Embarq solicited offers earlier this year, but the company’s plans to auction itself off to the highest bidder were shelved by the global credit crisis, which made it tough for potential suitors to line up financing for any deal. In early October, however, news reports surfaced that Embarq had hired JPMorgan Chase & Co. to look for buyers for the company.
The Overland Park, Kan.-based Embarq is the local phone company created by the 2006 spin-off from Sprint Nextel Corp. (S), and its service area covers 18 states. It provides local and long-distance communications services to both consumer and business customers. This includes voice, data, high-speed Internet, satellite video and wireless services, sold both on a wholesale level and through third parties.
CenturyTel also provides local and long-distance voice, Internet, broadband and television services in 25 states. As of Dec. 31, its local exchange telephone services unit operated 2.1 million telephone access lines in 24 states, of which about 70% were concentrated in Alabama, Arkansas, Missouri, Wisconsin and Washington.
The buyout price of $40.42 per share for Embarq represents a 36% premium over the company’s closing share price from Friday. Since Embarq is twice as big as CenturyTel, Embarq shareholders will own about 66% of the combined company after the deal closes.
Although Embarq is the larger of the two companies, it faces greater competition from cable operators and other telecom-service providers because it operates in some urban and suburban markets. The Monroe, La.-based CenturyTel operates almost entirely in rural areas where competition is less intense.
But the newly merged venture should be much more competitive overall, since it could realize annual savings of about $400 million within three years, executives with both CenturyTel and Embarq said on Monday’s conference call.
While Post remains as CEO of the merged company, Embarq CEO Thomas A. Gerke will stay on to serve as executive vice-chairman.
CenturyTel Monday reported operating revenue of $650 million for the third quarter of 2008, down more than 8% from the same quarter in 2007. Net income was $82.8 million, down more than 23% from a year ago.

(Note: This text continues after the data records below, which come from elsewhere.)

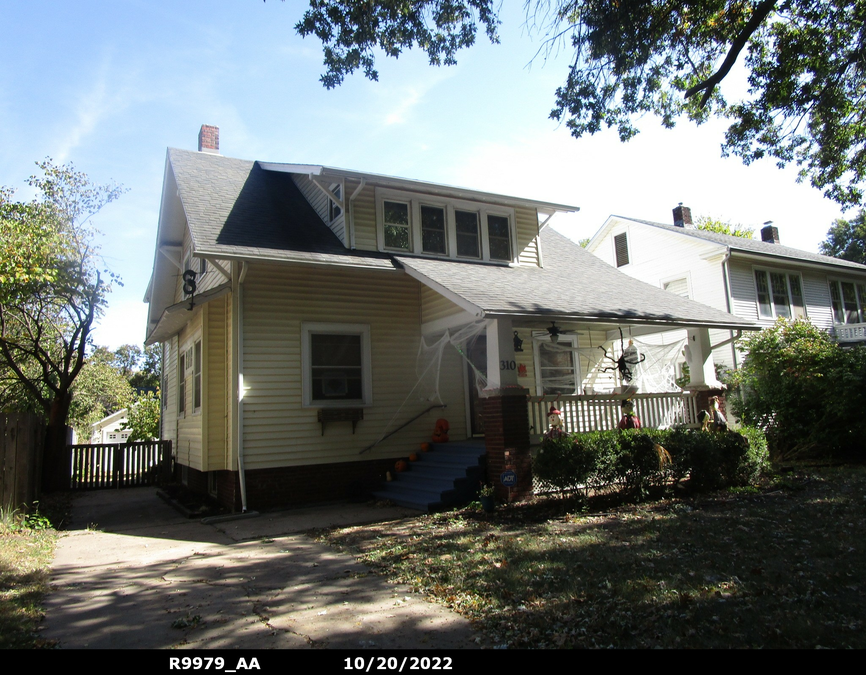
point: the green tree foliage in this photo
(847, 239)
(48, 301)
(142, 418)
(99, 390)
(805, 62)
(803, 388)
(721, 227)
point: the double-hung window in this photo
(849, 301)
(780, 294)
(556, 365)
(336, 365)
(449, 228)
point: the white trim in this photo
(363, 330)
(449, 205)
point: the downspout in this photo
(241, 470)
(351, 210)
(726, 278)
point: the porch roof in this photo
(574, 285)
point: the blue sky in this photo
(110, 85)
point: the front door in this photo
(476, 353)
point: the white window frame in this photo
(315, 328)
(860, 297)
(678, 277)
(625, 234)
(787, 274)
(416, 200)
(540, 338)
(337, 189)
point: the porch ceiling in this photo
(574, 286)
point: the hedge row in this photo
(637, 460)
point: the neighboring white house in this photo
(757, 280)
(107, 430)
(318, 289)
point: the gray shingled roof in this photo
(237, 209)
(752, 245)
(573, 283)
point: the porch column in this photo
(699, 354)
(702, 370)
(506, 415)
(501, 367)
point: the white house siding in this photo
(527, 235)
(217, 368)
(277, 429)
(189, 432)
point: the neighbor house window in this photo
(498, 235)
(556, 367)
(467, 234)
(397, 229)
(433, 230)
(334, 210)
(444, 227)
(779, 294)
(620, 245)
(849, 302)
(336, 365)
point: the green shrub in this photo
(630, 460)
(805, 390)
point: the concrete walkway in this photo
(133, 573)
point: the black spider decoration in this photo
(630, 357)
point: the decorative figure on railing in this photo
(440, 432)
(554, 419)
(629, 419)
(713, 419)
(625, 363)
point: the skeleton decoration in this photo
(625, 363)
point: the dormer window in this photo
(446, 228)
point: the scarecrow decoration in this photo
(629, 419)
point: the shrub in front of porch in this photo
(635, 461)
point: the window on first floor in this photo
(336, 365)
(780, 294)
(849, 301)
(556, 365)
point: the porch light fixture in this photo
(518, 343)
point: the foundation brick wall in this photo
(506, 430)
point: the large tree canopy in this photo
(52, 287)
(847, 239)
(806, 64)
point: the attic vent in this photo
(620, 243)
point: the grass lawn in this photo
(26, 551)
(783, 565)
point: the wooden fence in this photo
(23, 436)
(117, 465)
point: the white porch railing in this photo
(850, 332)
(600, 412)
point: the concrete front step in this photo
(447, 475)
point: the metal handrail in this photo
(405, 424)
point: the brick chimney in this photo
(209, 139)
(770, 233)
(682, 216)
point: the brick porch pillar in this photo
(506, 429)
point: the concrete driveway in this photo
(133, 573)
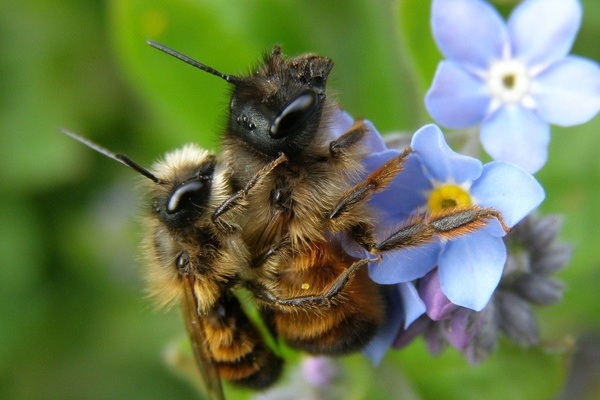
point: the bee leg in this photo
(422, 230)
(448, 225)
(237, 200)
(376, 181)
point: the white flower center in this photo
(508, 81)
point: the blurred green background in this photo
(74, 322)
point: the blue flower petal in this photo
(404, 305)
(470, 32)
(568, 93)
(373, 140)
(470, 269)
(405, 265)
(414, 307)
(441, 162)
(405, 194)
(518, 135)
(543, 31)
(508, 189)
(340, 122)
(456, 98)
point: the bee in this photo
(272, 215)
(198, 261)
(321, 298)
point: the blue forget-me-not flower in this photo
(512, 78)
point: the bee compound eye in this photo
(293, 115)
(188, 195)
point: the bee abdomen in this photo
(258, 369)
(238, 349)
(350, 335)
(347, 326)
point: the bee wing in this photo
(208, 371)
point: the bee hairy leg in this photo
(325, 298)
(237, 200)
(421, 230)
(376, 181)
(448, 225)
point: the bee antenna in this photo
(229, 78)
(117, 157)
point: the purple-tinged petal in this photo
(470, 269)
(319, 371)
(568, 93)
(413, 305)
(518, 135)
(508, 189)
(468, 31)
(405, 194)
(456, 98)
(405, 265)
(406, 336)
(458, 333)
(543, 31)
(383, 339)
(440, 161)
(438, 306)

Embarq Monday reported operating revenue of $1.5 billion for the third quarter of 2008, down about 4% from the third quarter of 2007. Net income was up nearly 2%, to $160 million. Through the first three quarters of the year, the company’s operating revenue was $4.6 billion, down from $4.8 billion for the first nine months of 2007.
Once the deal is finished, the newly combined company will have about 8 million telephone customers, 2 million broadband customers, and 400,000 video customers.
The purchase is CenturyTel’s largest since selling shares to the public in 1968, and may pose a challenge – in part because it will bolster the company’s subscriber ranks in such economically hard-hit regions as Nevada and Florida, where foreclosure rates have jumped, Bloomberg said.
“This increases CenturyTel’s exposure to some difficult economic environments like Las Vegas and Florida, markets that have been a little more hard hit than they’re used to serving,” Stifel Nicolaus & Co. Inc. analyst Chris King told Bloomberg. King rates CenturyTel shares as a “Buy.”
Before the deal can close, stockholders from both companies will have to provide their approval. The merger will also have to pass muster with state and federal regulators. The companies hope to close the deal in the second quarter.